Schil de aardappelen, snijd ze in plakjes en snijd ze daarna in staafjes. Leg de frieten in koud water.
Haal de frieten uit het water en dep ze droog.
Bak de frieten een eerste keer in het ossenvet en laat ze uitlekken en afkoelen.
Was de sla, zwier hem droog en doe hem in een kom.
Maak de gebonden vinaigrette. Doe de mosterd in een kom.
Voeg de eierdooiers, het citroensap, peper en zout toe en klop los. Voeg al kloppend zeer langzaam maisolie toe. Klop tot je een dikke, gebonden vinaigrette hebt.
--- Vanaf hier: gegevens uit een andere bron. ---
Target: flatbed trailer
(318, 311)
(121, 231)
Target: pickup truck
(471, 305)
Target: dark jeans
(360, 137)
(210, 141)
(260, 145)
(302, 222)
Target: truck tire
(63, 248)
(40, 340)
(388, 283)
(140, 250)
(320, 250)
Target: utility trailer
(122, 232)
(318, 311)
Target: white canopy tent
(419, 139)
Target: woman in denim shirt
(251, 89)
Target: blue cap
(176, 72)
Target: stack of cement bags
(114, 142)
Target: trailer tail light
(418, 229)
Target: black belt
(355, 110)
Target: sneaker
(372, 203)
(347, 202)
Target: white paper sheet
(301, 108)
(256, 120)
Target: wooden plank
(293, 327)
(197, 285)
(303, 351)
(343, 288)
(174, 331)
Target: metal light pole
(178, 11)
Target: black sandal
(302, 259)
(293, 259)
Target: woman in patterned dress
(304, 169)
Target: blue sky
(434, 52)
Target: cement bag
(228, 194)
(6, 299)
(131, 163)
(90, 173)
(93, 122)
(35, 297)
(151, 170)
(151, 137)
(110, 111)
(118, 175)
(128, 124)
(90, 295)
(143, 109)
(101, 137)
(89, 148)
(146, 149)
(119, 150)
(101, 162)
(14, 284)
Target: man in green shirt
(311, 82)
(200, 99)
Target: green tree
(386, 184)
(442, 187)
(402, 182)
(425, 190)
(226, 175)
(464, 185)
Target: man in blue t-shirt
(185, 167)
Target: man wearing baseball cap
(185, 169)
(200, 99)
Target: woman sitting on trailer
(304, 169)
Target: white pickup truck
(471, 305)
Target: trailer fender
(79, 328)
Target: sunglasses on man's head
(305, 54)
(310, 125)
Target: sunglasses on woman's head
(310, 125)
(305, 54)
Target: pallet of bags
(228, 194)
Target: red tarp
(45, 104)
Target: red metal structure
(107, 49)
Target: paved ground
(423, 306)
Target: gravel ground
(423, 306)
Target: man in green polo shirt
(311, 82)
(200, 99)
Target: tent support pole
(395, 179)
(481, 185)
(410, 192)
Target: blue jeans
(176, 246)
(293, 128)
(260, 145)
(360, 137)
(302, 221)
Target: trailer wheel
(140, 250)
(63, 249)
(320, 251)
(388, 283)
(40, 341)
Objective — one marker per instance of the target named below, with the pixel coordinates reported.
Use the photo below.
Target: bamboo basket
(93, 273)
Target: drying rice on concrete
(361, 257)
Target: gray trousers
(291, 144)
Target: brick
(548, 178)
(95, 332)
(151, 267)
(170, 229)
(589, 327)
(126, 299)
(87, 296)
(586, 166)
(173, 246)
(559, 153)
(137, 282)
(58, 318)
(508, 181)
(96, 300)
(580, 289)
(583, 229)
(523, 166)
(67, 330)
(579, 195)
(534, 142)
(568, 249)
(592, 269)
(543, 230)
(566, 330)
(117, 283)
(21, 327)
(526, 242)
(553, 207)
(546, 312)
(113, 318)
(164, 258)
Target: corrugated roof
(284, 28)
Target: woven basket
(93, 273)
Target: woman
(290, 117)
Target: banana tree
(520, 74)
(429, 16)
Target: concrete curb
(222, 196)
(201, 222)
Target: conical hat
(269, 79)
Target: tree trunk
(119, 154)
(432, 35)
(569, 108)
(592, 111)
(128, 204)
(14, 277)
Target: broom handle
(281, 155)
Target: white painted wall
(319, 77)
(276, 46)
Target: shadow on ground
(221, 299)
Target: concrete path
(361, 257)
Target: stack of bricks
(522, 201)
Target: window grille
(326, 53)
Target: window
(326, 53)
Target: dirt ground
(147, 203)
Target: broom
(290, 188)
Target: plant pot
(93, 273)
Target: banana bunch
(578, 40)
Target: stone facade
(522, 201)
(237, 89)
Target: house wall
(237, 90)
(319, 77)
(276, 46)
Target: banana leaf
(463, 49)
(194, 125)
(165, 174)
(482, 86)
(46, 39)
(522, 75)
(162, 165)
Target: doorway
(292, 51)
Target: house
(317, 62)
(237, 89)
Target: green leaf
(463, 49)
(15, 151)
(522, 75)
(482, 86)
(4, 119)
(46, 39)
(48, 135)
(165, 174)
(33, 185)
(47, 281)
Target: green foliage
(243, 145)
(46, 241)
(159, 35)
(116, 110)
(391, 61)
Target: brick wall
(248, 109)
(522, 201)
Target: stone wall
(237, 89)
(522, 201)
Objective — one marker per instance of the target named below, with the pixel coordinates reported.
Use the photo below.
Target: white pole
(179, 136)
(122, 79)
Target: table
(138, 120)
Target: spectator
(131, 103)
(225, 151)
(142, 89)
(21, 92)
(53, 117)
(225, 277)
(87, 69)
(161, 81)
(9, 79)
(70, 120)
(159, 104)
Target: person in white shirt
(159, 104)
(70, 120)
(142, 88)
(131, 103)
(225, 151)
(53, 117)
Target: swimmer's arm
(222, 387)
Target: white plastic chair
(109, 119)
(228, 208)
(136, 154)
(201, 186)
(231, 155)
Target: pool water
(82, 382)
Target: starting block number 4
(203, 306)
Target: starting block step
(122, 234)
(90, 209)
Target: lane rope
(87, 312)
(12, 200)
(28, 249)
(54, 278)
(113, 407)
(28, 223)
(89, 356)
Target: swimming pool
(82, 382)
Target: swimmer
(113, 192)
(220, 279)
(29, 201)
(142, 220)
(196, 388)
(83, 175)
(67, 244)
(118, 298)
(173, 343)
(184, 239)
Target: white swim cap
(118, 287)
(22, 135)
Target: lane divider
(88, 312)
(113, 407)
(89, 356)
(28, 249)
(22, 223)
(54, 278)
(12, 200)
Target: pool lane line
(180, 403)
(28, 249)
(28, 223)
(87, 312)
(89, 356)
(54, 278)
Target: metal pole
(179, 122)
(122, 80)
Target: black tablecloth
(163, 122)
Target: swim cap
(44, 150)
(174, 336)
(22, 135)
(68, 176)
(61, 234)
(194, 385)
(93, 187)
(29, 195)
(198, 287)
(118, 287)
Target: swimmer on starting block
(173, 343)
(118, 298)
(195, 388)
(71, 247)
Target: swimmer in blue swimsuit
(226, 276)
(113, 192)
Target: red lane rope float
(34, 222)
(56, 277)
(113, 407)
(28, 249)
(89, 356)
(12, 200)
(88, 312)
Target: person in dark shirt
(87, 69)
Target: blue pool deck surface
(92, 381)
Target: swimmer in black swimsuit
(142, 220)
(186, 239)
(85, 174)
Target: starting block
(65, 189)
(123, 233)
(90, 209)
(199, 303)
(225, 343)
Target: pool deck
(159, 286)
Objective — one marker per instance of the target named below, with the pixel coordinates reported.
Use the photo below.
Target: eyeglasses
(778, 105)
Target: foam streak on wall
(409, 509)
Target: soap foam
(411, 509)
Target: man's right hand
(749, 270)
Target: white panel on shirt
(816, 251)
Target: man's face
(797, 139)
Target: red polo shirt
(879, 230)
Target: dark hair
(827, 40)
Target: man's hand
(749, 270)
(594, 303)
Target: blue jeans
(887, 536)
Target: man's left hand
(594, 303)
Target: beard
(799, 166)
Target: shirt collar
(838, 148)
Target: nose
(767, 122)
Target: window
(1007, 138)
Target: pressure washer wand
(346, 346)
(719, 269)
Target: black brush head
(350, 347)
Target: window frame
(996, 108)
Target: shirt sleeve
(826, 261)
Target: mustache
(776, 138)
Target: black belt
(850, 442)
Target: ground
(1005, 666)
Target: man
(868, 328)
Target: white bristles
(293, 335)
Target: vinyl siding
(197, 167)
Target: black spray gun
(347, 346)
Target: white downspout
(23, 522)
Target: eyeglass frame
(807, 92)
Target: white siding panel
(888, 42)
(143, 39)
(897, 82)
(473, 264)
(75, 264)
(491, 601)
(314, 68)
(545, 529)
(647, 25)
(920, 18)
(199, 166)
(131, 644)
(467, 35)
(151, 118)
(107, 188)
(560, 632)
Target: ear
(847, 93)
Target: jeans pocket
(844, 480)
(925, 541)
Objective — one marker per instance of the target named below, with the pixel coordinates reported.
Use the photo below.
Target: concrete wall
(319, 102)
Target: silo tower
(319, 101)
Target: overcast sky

Maal het vlees fijn met een gehaktmolen.
Pel de ui en snijd hem fijn. Hak de peterselie fijn. Snijd de augurkjes fijn.
Meng het vlees met de gebonden vinaigrette. Voeg de worcester- shiresaus, de mosterd, de eierdooiers, de kappertjes, de augurkjes, de peterselie en de ui toe en meng. Kruid goed met peper en zout. Breng op smaak met tabasco.
Verhoog de temperatuur van de frituurpan tot 180 °C.
Bak de frieten een tweede keer tot ze krokant zijn. Laat ze uitlekken op keukenpapier.
Dien de tartaar op met de frieten, eventueel wat verse mayonaise en sla.